Denis Brohier : “Ce qu’on recherche maintenant, c’est l’aptitude au saut et le look” (part 1)

Marion Vaillant 5 juin 2025

Denis Brohier, bientôt septuagénaire, incarne l’héritage de l’élevage manchois. Soixante ans plus tard, avec sa femme Sylvie, il poursuit le travail de sélection débuté par son grand-père à partir de deux souches maternelles, dont la star Dynamix de Belheme s’illustre sans interruption sur les plus grandes pistes du monde. Éleveur à 100 % depuis vingt-cinq ans, après avoir été un cavalier émérite comme son père, il partage son analyse sur quatre décennies d’évolution, de l’étalonnage à la commercialisation.

Denis Brohier : Après avoir travaillé aux côtés de son père Alfred et de son frère Georges, mon père Jean s’est installé à Sainte-Marie-du-Mont en 1962 sur la ferme où nous élevons avec Sylvie. C’était un grand cavalier de jeunes chevaux qui les menait jusqu’au niveau international, et un fin dresseur avec un vrai sens du cheval. Il aimait les chevaux près du sang, et c’est ce qui l’a amené à acheter deux juments, Ma Pomme (Furioso, Ps) et Il Pleut Bergère (Foudroyant II, Ps), qui sont à la base de notre élevage encore aujourd’hui. Après le bac, j’ai été aide familial à la ferme avant d’effectuer mon service militaire au CSEM de Fontainebleau. À mon retour, je me suis installé à mon compte. Nous étions alors en 1976 ! J’ai eu la chance que mon père me laisse beaucoup de liberté. Il n’avait que trois ou quatre juments à l’élevage, auxquelles s’ajoutaient des chevaux de propriétaires et quelques 3 ans achetés pour la valorisation dont je m’occupais. Nous n’avons pas eu d’affixe jusqu’en 1999-2000 avec l’année des “O” et l’arrivée d’Old Chap Tame (Carthago, Holst). Ce fut le premier grand changement dans notre façon de fonctionner. Quelques années auparavant, j’ai convaincu mon père d’arrêter les vaches à lait, que nous avons remplacées par des vaches allaitantes. Mon grand-père disait toujours : “Il faut quatre vaches pour un cheval, pas l’inverse.” Alors, même si ce n’est pas tout à fait le cas, nous conservons toujours des bovins pour permettre la rotation sur les pâtures.

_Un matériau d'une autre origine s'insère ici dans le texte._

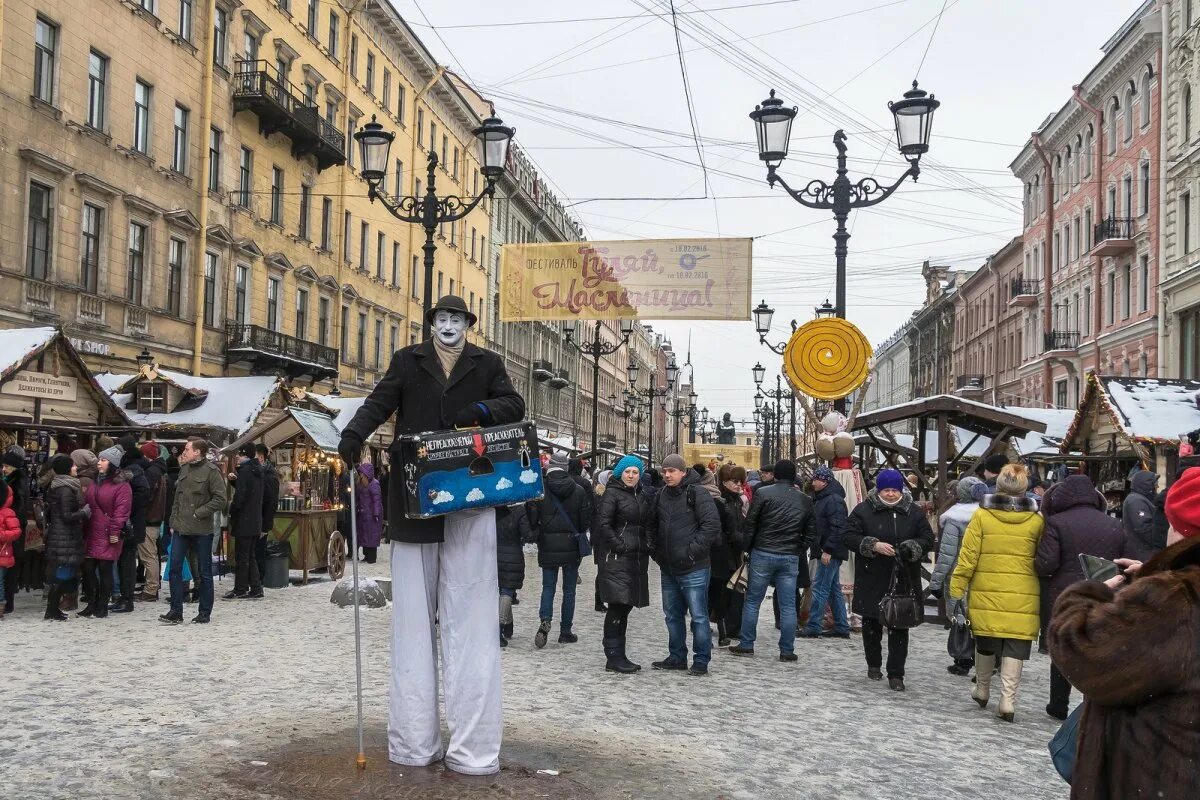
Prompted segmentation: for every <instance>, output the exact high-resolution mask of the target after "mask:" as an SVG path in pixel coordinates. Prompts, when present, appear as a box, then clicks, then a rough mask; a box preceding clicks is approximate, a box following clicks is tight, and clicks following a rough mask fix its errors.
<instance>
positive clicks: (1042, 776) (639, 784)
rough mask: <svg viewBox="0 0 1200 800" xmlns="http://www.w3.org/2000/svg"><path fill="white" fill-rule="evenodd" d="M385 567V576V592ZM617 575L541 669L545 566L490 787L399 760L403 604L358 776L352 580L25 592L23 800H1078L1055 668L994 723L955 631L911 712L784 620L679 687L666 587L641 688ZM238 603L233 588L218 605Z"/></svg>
mask: <svg viewBox="0 0 1200 800" xmlns="http://www.w3.org/2000/svg"><path fill="white" fill-rule="evenodd" d="M380 555H382V554H380ZM385 560H386V559H384V558H380V564H378V565H372V566H365V567H364V573H365V575H368V576H378V577H382V576H385V575H386V567H385V565H384V561H385ZM594 570H595V567H594V566H593V565H592V564H590V563H588V564H584V566H583V569H582V575H583V584H582V585H581V587H578V590H580V591H578V604H577V613H576V624H575V631H576V632H577V633H578V634H580V642H578V644H574V645H560V644H557V643H556V638H557V636H552V637H551V643H550V644H548V645H547V646H546V648H545V649H544V650H536V649H534V646H533V633H534V631H535V628H536V615H538V597H539V594H538V589H539V588H540V583H541V582H540V572H539V570H538V567H536V560H535V558H534V557H528V558H527V575H526V584H524V589H523V590H522V591H521V593H520V597H521V603H520V604H518V606H517V607H516V608H515V609H514V610H515V615H516V638H515V639H514V642H512V644H511V645H510V646H509V648H508V649H506V650H505V651H504V655H503V661H504V690H505V691H504V705H505V740H504V751H503V758H504V770H503V771H502V775H500V776H499V777H497V778H485V780H481V778H461V777H458V776H452V775H451V776H443V772H442V770H440V768H428V769H424V770H421V769H409V768H404V769H400V768H394V766H391V765H389V764H388V763H386V762H385V760H384V759H385V756H384V750H383V735H382V734H383V732H384V727H385V722H386V691H388V674H389V655H388V646H386V642H388V638H389V637H388V630H389V624H390V619H389V618H390V614H391V610H390V607H389V608H388V609H364V612H362V631H364V642H365V644H366V646H365V650H364V674H365V699H364V704H365V712H366V720H367V729H368V734H370V735H368V748H367V750H368V758H370V763H368V769H367V771H366V774H365V775H360V774H356V772H355V771H354V753H355V745H354V691H353V690H354V656H353V619H352V610H350V609H341V608H337V607H336V606H334V604H331V603H330V602H329V596H330V593H331V590H332V584H331V583H329V582H322V583H314V584H310V585H308V587H306V588H300V587H292V588H288V589H281V590H268V591H266V599H265V600H262V601H233V602H222V601H220V600H218V601H217V604H216V608H215V610H214V614H212V624H211V625H206V626H197V625H181V626H175V627H168V626H163V625H161V624H160V622H158V621H157V619H156V618H157V615H158V614H160V613H163V612H164V610H166V603H157V604H156V606H155V607H154V608H150V607H146V606H143V604H139V606H138V609H137V612H134V613H133V614H113V615H110V616H109V618H108V619H107V620H85V619H77V618H74V616H73V615H72V619H71V620H70V621H68V622H61V624H54V622H48V621H43V620H42V608H41V607H40V602H38V600H40V599H38V597H37V596H36V595H29V594H22V595H19V596H18V599H17V610H16V613H14V614H13V615H11V616H7V618H5V619H4V620H2V621H0V650H2V651H4V652H5V656H6V658H5V668H4V680H5V690H4V692H2V694H0V696H2V698H4V699H2V705H0V720H2V736H0V795H2V796H5V798H35V796H37V798H73V799H79V798H121V799H130V800H133V799H138V800H140V799H155V800H157V799H163V798H174V799H180V800H190V799H193V798H194V799H204V800H227V799H228V800H234V799H236V800H247V799H253V800H282V799H287V800H306V799H308V798H313V799H317V798H334V796H336V798H368V796H370V798H408V796H422V798H460V796H470V798H475V796H503V798H538V796H540V798H601V799H611V800H617V799H631V798H683V796H686V798H727V799H731V800H732V799H738V800H742V799H750V798H802V796H803V798H811V799H835V798H847V799H850V798H884V799H887V800H906V799H913V800H917V799H920V800H924V799H926V798H937V799H938V800H955V799H976V798H991V796H995V794H996V789H997V787H1002V793H1003V794H1006V795H1008V796H1016V798H1022V800H1051V799H1057V798H1064V796H1067V789H1068V788H1067V784H1066V783H1063V782H1062V781H1061V780H1060V778H1058V776H1057V774H1055V771H1054V769H1052V768H1051V765H1050V760H1049V757H1048V753H1046V748H1045V745H1046V741H1048V740H1049V739H1050V736H1051V735H1052V734H1054V732H1055V730H1056V729H1057V723H1056V722H1055V721H1054V720H1050V718H1049V717H1046V715H1045V714H1044V711H1043V706H1044V705H1045V700H1046V696H1048V672H1049V660H1048V657H1046V656H1038V655H1034V656H1033V658H1032V660H1031V661H1030V662H1028V664H1027V668H1026V672H1025V680H1024V682H1022V684H1021V692H1020V696H1019V699H1018V714H1016V723H1015V724H1006V723H1003V722H1000V721H997V720H996V718H995V717H994V716H992V715H991V714H989V712H984V711H980V710H979V709H978V708H977V706H976V704H974V703H973V702H972V700H971V698H970V697H968V693H970V688H971V684H970V679H966V678H954V676H950V675H948V674H947V673H946V668H944V667H946V664H947V663H948V658H947V656H946V636H944V632H943V631H942V628H941V627H938V626H928V625H926V626H923V627H920V628H918V630H917V631H914V632H913V642H912V646H911V652H910V658H908V670H907V678H906V682H907V685H908V691H907V692H905V693H896V692H892V691H889V690H888V687H887V684H886V682H874V681H868V680H866V678H865V672H866V670H865V664H864V662H863V656H862V645H860V642H859V638H858V637H857V636H856V637H854V638H853V639H852V640H850V642H844V640H829V642H826V640H804V639H802V640H799V642H798V643H797V652H798V654H799V656H800V658H799V662H798V663H792V664H785V663H780V662H779V661H778V660H776V657H775V656H776V650H775V648H774V646H773V645H774V640H775V632H774V630H773V627H772V619H770V610H769V603H768V604H767V607H766V614H764V618H763V619H762V620H760V636H758V642H757V655H756V656H755V657H752V658H737V657H734V656H731V655H730V654H728V652H724V651H716V652H715V654H714V658H713V663H712V674H710V675H709V676H708V678H690V676H688V675H686V674H682V673H658V672H654V670H652V669H650V668H649V662H650V661H652V660H656V658H661V657H664V656H665V655H666V631H665V626H664V624H662V614H661V610H660V607H659V606H658V575H656V569H655V567H652V576H650V585H652V591H653V600H652V606H650V608H647V609H640V610H635V612H634V614H632V615H631V618H630V627H629V632H630V633H629V638H630V657H631V658H634V660H635V661H637V662H638V663H641V664H643V667H644V669H643V672H641V673H640V674H637V675H632V676H618V675H614V674H610V673H605V672H604V656H602V654H601V649H600V624H601V620H602V615H600V614H596V613H595V612H594V610H593V609H592V604H593V583H592V579H593V577H594V573H595V572H594ZM230 587H232V577H229V576H227V577H226V578H224V582H223V583H220V584H217V593H218V596H220V594H221V593H223V591H226V590H228V589H229V588H230ZM557 606H558V603H557V602H556V609H554V610H556V616H557V614H558V607H557ZM185 613H186V615H187V618H188V619H190V618H191V616H192V615H193V614H194V606H187V607H185ZM554 633H556V634H557V621H556V631H554ZM1073 699H1075V700H1078V699H1079V698H1078V696H1076V697H1075V698H1073ZM994 705H995V704H994ZM538 770H547V771H550V772H553V774H539V772H538Z"/></svg>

D. B. : Le troisième changement majeur, c’est l’usage du transfert d’embryon. Nous avons débuté avec l’aide de la famille Levallois dans les années 2000, d’abord avec Parenthèse Tame, ISO 165 (Helios de la Cour). Nous avons actuellement environ vingt-cinq porteuses. Nous travaillons énormément sur l’amélioration génétique de la voie femelle depuis une décennie, et faire appel au transfert accélère le progrès, spécialement avec les jeunes juments. Les meilleures bénéficient de cette technique à 4, 5 et 6 ans. Nous essayons de nous limiter à dix-sept, dix-huit naissances annuelles afin de conserver un élevage à taille humaine conduit en extensif. Cela nous permet de rentrer presque tous les chevaux l’hiver, à l’exception d’une douzaine de juments installées sur une parcelle saine en bord de mer. Au total, nous exploitons 120 hectares sur lesquels grandissent une centaine d’équidés.

D. B. : Pour les juments, la locomotion et le coup de saut constituent des qualités primordiales. Nos chevaux ne franchissent jamais plus de 1 mètre-1,10 mètre à la maison car j’estime que ce n’est pas nécessaire de les faire sauter plus haut pour voir leurs qualités. Ensuite, à nous de détecter les bons sujets. Personnellement, j’aime demander l’avis de personnes extérieures. J’invite régulièrement d’autres professionnels à venir voir nos produits. Christian Hermon, Thomas Rousseau, Reynald Angot sont déjà venus les voir sauter. Depuis deux ans, Jean-Luc Dufour passe nous donner son opinion. Je trouve ça très intéressant d’écouter leurs commentaires car ils posent un œil neuf sur des chevaux que nous voyons tous les jours et auxquels nous sommes habitués.